On a trop dit de lui
qu’il était autodidacte. Bien sûr, il s’est construit en grande partie
lui-même, se créant son propre monde intérieur, enrichissant sa vision de la
musique de ses nombreuses lectures. De là, sans doute, son regard neuf, souvent
d’une belle fraîcheur, sur les partitions. Cependant, chacun des pédagogues qui
ont croisé Lucas Debargue lui ont été bénéfiques, et même nécessaires :
Christine Muenier, la première, en laissant la bride sur le cou à ce poulain
entêté ; Philippe Tamborini, en l’aiguillant avec sagesse au bon moment ;
Jean-François Heisser, en tentant de circonscrire cette nature foncièrement
rebelle dans un cadre plus académique.
Lucas Debargue n’a
pas cessé de fréquenter (quand son calendrier devenu surchargé le lui permet)

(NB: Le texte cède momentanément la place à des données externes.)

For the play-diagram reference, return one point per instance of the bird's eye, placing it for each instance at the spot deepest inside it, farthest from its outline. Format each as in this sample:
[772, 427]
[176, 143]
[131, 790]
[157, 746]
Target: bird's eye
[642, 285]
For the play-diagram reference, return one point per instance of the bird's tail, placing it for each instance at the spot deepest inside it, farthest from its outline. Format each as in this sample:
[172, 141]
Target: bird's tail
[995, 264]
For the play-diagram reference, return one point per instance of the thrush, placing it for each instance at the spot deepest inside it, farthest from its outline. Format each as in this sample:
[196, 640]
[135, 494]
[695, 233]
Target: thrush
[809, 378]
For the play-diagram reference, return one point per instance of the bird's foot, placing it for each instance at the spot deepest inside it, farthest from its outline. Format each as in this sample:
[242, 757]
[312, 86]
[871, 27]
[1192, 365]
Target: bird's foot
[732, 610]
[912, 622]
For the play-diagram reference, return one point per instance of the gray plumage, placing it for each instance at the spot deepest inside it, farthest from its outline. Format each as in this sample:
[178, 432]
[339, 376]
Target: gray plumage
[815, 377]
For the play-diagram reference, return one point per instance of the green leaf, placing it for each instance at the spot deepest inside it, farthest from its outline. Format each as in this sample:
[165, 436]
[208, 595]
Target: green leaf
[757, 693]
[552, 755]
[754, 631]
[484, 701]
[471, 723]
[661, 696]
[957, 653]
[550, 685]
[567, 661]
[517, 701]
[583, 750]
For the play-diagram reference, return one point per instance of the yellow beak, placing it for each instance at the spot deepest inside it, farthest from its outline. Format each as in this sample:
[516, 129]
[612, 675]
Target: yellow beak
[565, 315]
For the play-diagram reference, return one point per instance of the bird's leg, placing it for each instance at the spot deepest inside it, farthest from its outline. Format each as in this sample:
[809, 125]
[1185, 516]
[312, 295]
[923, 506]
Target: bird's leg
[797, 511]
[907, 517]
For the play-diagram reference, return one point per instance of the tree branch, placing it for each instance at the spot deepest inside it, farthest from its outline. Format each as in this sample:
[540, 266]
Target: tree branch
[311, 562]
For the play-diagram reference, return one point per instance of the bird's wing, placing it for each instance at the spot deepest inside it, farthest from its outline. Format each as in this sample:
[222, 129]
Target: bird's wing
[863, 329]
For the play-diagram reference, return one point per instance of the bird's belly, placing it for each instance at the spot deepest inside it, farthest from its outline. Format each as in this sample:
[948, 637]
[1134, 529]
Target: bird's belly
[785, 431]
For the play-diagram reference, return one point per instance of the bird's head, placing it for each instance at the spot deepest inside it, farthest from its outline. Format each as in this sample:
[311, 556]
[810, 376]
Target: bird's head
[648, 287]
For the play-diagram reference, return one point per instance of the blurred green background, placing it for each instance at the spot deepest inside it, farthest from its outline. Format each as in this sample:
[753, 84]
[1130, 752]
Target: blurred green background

Rena Shereshevskaya, celle qui l’a préparé au concours Tchaïkovski et qui, plus
largement, l’a révélé à lui-même. Sans elle, il ne serait pas là aujourd’hui.
Elle a extirpé de sa gangue une pierre précieuse aux proportions singulières et
à la brillance sauvage. Déjà se profilent à l’horizon l’étude de nouvelles
œuvres : le Premier Concerto de Chopin, la Sonate n° 32 de Beethoven… Il sait
que le chemin est encore long. Un artiste de ce niveau n’est-il pas en
perpétuel apprentissage ?
Lucas Debargue
possède des dons peu ordinaires. À vingt ans, sorte de Kaspar Hauser du piano,
il traînait encore sa propre technique pianistique, inorthodoxe au possible. En
à peine sept ans, le chemin parcouru a de quoi impressionner. Il a pu compter
sur de bonnes dispositions physiques, ses doigts, notamment, fins et très
longs. Au dessus des touches, le ballet arachnéen ne manque pas de fasciner. Il
possède aussi la faculté d’assimiler très vite les œuvres les plus complexes.

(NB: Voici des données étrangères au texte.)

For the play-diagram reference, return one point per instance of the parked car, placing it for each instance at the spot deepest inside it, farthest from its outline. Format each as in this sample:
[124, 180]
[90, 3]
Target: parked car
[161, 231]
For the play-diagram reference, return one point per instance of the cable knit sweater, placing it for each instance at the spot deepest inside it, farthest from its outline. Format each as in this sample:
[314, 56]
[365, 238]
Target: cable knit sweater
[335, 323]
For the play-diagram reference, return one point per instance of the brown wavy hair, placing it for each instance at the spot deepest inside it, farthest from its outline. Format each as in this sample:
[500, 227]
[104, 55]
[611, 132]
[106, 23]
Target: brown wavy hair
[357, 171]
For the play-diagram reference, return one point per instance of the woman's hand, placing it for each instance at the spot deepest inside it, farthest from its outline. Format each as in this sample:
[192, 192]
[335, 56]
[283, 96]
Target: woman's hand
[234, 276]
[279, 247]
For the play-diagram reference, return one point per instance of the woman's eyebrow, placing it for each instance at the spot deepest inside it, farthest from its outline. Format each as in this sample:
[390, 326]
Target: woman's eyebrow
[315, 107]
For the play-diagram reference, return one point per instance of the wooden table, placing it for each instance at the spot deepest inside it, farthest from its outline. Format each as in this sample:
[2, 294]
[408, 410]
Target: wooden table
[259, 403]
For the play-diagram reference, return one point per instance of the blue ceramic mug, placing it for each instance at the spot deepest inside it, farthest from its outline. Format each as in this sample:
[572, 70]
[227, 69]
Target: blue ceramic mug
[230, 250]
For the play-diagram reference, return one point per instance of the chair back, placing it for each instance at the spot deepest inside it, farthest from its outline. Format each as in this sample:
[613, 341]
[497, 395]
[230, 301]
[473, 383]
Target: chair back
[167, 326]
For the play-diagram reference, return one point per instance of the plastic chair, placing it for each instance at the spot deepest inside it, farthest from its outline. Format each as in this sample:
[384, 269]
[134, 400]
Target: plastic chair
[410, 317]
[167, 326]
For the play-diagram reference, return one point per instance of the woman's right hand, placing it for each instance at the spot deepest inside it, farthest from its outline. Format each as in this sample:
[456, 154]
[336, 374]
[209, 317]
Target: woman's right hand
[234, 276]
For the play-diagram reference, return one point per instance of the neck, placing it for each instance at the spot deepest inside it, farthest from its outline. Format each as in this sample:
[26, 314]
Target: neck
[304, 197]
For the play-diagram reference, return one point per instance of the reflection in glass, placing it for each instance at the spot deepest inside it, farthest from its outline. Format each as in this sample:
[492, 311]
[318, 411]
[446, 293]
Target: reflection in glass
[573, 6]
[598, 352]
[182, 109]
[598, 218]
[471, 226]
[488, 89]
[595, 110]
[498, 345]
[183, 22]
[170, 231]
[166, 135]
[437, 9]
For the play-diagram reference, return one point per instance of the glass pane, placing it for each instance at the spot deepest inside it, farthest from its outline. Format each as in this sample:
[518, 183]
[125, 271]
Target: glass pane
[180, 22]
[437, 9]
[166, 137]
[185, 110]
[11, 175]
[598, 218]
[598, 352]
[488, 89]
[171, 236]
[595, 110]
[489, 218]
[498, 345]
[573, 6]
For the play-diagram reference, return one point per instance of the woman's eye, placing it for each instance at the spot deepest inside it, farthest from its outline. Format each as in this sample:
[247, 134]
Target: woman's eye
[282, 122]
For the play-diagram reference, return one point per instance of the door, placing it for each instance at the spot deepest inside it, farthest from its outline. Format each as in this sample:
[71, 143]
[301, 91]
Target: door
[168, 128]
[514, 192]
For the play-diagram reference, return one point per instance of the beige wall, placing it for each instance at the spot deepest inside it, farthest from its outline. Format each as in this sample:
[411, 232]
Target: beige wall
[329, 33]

C’était déjà le cas de la Première Sonate de Medtner et c’est celui, élevé à la
puissance 10, de la Deuxième de Szymanowski, dont la difficulté herculéenne a
fait reculer plus d’un grand virtuose. À vrai dire, Lucas Debargue est
probablement le premier pianiste célèbre – avec Marc-André Hamelin – à
l’intégrer durablement à son répertoire depuis Arthur Rubinstein (créateur de
l’ouvrage) et Sviatoslav Richter, qui l’a jouée une cinquantaine de fois au
cours de sa carrière. Quant à Schubert, il y a peu encore il n’aurait pas
imaginé se confronter à un compositeur qui l’a longtemps intimidé.
L’essentiel de son
travail, Lucas Debargue l’accomplit loin de l’instrument. C’est intérieurement
qu’il apprend une œuvre, l’approfondit et la fait sienne. Ce mélange de force
mentale, de spontanéité, de clarté cinglante et de panache fait tout le prix de
ses interprétations. On ne sait jamais à quoi s’en tenir en venant l’écouter.
Dans ses moments glorieux, la musique prend possession de toutes ses fibres, et
alors, il joue comme s’il en allait du devenir du monde."